NBC NEWS by
There’s something curious happening in icy Greenland: a wildfire that has been burning for weeks.The wildfire appears to be historic in both its size and its duration, but no one can say for sure — because Greenland doesn’t have longstanding records of fires. Officials haven’t had much of a need for them, seeing as nearly 80 percent of the Arctic island is covered in an ice sheet.
“There are wildfires, but it’s not a typical wildfire environment, and it’s a remote area,” said Stef Lhermitte, a remote sensing scientist at Delft University of Technology in the Netherlands.

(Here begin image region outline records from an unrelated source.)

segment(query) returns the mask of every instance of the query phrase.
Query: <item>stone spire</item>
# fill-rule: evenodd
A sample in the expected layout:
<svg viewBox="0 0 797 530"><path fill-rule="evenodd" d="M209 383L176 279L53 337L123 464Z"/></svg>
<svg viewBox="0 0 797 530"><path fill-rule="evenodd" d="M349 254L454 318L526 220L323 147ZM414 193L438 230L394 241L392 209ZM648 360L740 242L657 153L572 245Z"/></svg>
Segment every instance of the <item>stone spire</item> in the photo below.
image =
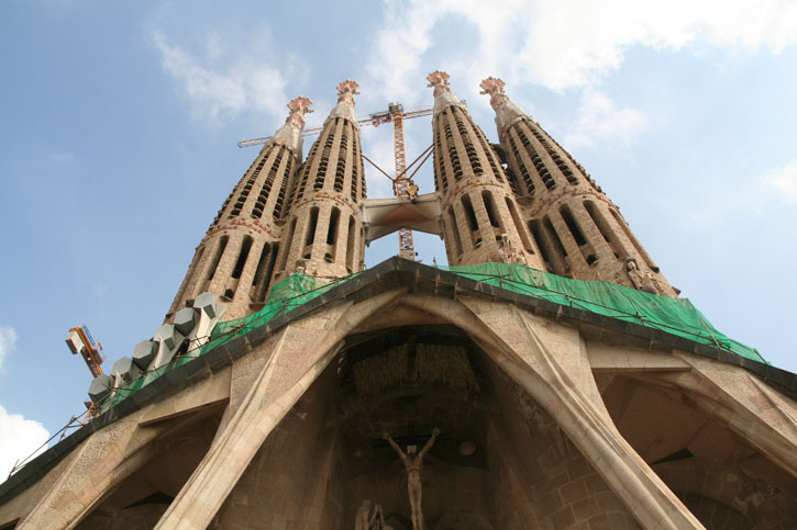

At about two square miles, this wildfire is relatively small compared to others around the world. But it’s the biggest in Greenland since satellite record-keeping began in 2000.
This one was first spotted on satellite on July 31 in western Greenland, about 90 miles northeast of the city of Sisimiut — and it’s still burning.
Past wildfires in Greenland have only lasted one to three days, said Dr. Jessica McCarty, an assistant professor of geography at Miami University in Oxford, Ohio, and an expert in satellite data analysis. This one is about 40 miles west of the ice sheet.
“It’s concerning,” McCarty said. “This is not usual.”
News of the wildfire has intrigued scientists from around the globe, many of whom have been sharing statistics about Greenland on social media as researchers try to piece together Greenland’s history to determine whether this is unprecedented.
Lhermitte, the remote sensing scientist, found that this year has had the highest number of fire detections on record.